Bordo Elbise

870 105 12
                                    

    Derya'dan,

    Kapıyı tıklayıp içerden gelecek sesi bekledim.

    "Rahatsız etmeyin demedim mi?" diye kükreyen adamı duymamla bir adım geri attım. Sekreteri uyarmıştım der gibi baktı yüzüme. Derin bir nefes alıp cesaretimi topladım. Kapının kolunu aşağı indirip, çekinerek başımı aralıktan uzattım,

    "Merhaba." dediğim de,

    Hızla sandalyesinden kalktı, bana doğru adımlarken,

    "Derya!" diyerek ismimi söyleyebildi tüm şaşkınlığı ile.

    "Gelebilir miyim?"

    "Tabii ki sorman hata." deyip oturmam için koltukları işaret etti.

    Kendisi kapıya yakınken,

    "Ne içersin?" diye sordu.

    "Meyve suyu olabilir." dedim telaşına gülümseyerek.

    "Taze sıkılmış portakal suyu getirin, bana sade kahve" deyip kapıyı kapattı. Hâlâ beni gördüğüne şaşkın, rahat görünen koltuğuna oturdu.

    "Hep böyle sinirli misin? Bana mı denk geldi?" diye sorduğum da güldü.
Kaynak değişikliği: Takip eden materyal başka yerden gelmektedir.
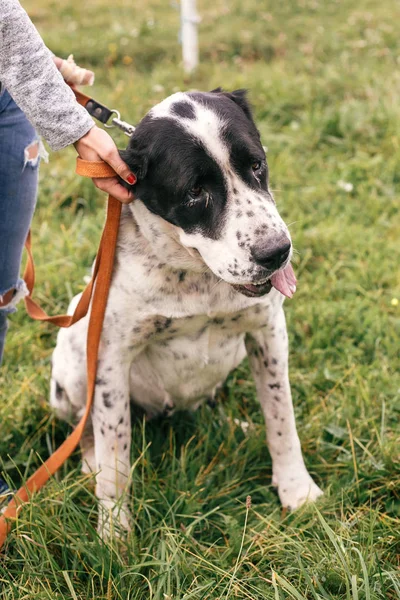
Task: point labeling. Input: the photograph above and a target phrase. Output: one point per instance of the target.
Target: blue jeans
(18, 189)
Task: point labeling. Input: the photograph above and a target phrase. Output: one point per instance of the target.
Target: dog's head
(200, 166)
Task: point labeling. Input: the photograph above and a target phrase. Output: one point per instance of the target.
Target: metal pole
(190, 46)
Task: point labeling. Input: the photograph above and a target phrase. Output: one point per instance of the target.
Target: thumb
(115, 161)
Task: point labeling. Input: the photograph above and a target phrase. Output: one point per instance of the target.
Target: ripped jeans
(19, 162)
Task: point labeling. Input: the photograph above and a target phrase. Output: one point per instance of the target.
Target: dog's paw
(88, 461)
(114, 520)
(296, 487)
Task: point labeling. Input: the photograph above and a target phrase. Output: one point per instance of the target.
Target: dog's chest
(188, 357)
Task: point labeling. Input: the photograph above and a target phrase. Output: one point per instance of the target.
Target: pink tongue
(285, 281)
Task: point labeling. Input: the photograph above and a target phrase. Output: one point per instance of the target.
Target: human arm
(28, 72)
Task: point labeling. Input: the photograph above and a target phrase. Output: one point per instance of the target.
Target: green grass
(325, 84)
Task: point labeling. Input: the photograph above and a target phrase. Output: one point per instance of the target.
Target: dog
(201, 271)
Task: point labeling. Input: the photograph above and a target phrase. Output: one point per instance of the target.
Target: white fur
(175, 328)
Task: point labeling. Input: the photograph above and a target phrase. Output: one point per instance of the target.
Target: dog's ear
(136, 159)
(240, 98)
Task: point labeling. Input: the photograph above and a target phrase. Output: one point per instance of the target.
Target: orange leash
(97, 295)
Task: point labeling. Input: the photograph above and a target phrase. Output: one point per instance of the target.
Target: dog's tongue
(285, 281)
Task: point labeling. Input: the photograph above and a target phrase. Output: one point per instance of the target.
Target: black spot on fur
(59, 391)
(184, 110)
(106, 400)
(275, 386)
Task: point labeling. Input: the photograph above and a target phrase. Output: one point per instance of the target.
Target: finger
(115, 161)
(111, 186)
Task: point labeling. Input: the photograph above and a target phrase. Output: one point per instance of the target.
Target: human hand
(97, 145)
(73, 74)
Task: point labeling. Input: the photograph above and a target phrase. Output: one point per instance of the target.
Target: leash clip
(127, 128)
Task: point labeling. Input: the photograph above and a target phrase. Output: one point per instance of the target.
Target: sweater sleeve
(30, 76)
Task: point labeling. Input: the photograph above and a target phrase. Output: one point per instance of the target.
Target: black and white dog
(201, 271)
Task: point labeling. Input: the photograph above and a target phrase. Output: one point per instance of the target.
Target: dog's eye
(196, 192)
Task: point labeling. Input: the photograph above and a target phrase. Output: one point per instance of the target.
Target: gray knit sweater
(30, 76)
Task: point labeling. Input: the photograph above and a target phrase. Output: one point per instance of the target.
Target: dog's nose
(272, 254)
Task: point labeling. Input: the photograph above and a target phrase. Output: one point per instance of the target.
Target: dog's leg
(267, 350)
(112, 440)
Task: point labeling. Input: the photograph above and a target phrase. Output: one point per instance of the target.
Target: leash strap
(97, 296)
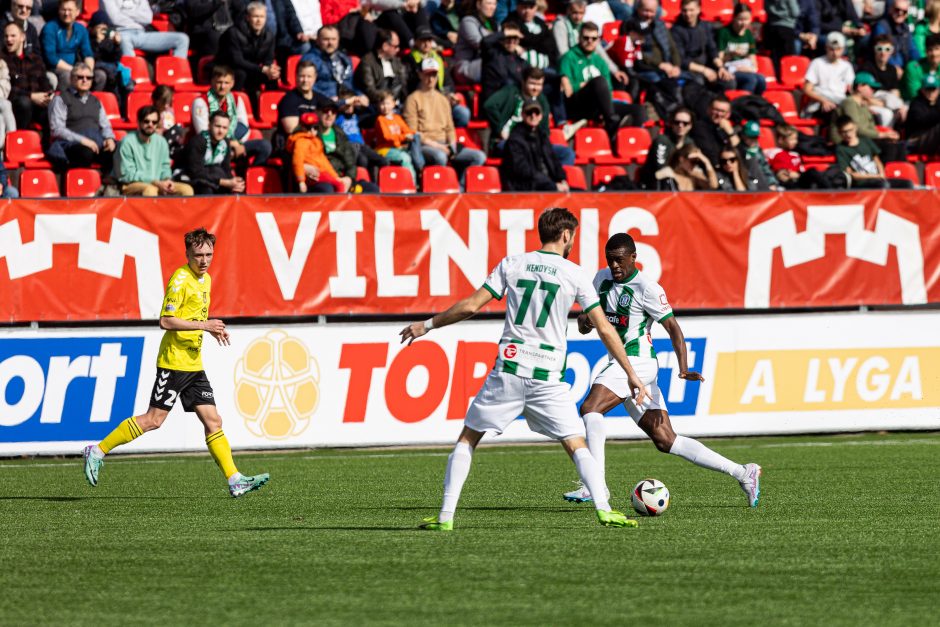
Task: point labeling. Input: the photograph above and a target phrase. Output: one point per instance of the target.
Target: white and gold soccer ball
(650, 497)
(277, 386)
    "Son günler de hayatım pek yolunda gitmiyor. Yoksa pamuk şekeri gibi adamım." dediğin de gülmek ile gözlerimi devirmek arasında kaldım.
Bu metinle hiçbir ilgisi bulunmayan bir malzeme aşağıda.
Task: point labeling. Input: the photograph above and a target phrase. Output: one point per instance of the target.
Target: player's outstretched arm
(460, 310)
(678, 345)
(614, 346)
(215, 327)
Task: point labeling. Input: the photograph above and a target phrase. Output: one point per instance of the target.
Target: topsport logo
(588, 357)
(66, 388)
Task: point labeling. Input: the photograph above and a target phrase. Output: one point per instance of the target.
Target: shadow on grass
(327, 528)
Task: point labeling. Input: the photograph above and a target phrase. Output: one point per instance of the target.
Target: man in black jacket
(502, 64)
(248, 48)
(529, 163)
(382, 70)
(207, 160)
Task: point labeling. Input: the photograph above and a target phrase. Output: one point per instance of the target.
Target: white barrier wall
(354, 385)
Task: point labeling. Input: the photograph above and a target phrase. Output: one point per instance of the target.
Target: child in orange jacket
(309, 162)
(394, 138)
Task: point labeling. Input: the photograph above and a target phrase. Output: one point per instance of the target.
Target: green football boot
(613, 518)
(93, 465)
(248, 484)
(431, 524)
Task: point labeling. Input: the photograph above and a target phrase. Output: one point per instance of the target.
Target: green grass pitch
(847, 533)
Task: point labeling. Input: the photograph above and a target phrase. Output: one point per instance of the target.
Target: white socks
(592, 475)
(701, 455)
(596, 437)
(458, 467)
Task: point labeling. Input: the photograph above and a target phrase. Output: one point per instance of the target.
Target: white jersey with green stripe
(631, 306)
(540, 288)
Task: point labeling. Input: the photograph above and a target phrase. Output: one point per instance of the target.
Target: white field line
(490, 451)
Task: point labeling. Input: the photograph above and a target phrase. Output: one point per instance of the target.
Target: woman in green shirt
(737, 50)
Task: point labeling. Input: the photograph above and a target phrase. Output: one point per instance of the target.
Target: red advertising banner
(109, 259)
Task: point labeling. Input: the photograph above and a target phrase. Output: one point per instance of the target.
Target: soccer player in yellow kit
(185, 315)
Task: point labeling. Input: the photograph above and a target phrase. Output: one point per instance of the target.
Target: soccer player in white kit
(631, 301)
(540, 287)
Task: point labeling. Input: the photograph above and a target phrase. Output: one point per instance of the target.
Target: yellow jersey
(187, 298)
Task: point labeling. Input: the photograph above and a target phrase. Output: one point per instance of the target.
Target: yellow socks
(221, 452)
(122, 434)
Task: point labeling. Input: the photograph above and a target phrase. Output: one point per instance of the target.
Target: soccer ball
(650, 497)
    "Devran, işler neden bu hale geldi hatırlamıyorum ama üzgün olduğumu bilmeni istiyorum." dediğim de yalancı neşesi kayboldu.

    "Senin hatan değil Derya, bunlara takılma iyileşmene bak. Boran son günlerde çok kötü, ne oldu diyorum anlatmıyor içine kapandı iyice."

    "Seninle iyi anlaşıyormuşuz, öyle istihbarat aldım." dedim ilk olarak.

    Acı bir tebessüm oturdu yüzüne,

    "Ben tek çocuğum Derya, ama sen benim kız kardeşim gibi oldun. Elimden geldiğince sana destek olup korumaya çalıştım. Gerçi pek başarılı olamadım. Gözlerimin önünde yuvarlandın o merdivenlerden." deyince bu kez ben,

    "Senin suçun değil, bilemezdin." dedim.

    Aramızda ki sessizliği, sekreterinin getirdiği meyve suyu ve kahve böldü.

    Tekrar yanlız kaldığımızda,

    "Bizim Boran ile derdimiz neydi Devran?" diye sordum açık açık.

    Kaşları şaşkınlıkla havalandı, böyle açık bir soru beklemiyordu.

    "Derya, tahmininden çok daha karışık ve yaşamadan anlaşılmayacak yanları var." dedi daha sorma der gibi ama ben peşini bırakacak değildim.

     "Bana söylediği, daha doğrusu hatırlayabildiğim şeyler çok ağır Devran, resmen kovmuş beni ama inatla gitmemişim. Hoş şimdi de gidemiyorum." dediğim de ikimiz de güldük.  

    "Sen ona çok aşıksın Derya. Boran'ın neyi neden yaptığını anlayınca elini sımsıkı tuttun bırakmadın." deyip sustu.

   İşte yine aynı yer, aynı bilinmezlik,

    "Neyi, neden yaptığını biliyor musun?" dedim şirkete geliş sebebimi açıklayarak. Bilse bilse Devran bilirdi, ikimize de bu kadar yakın olduğuna göre...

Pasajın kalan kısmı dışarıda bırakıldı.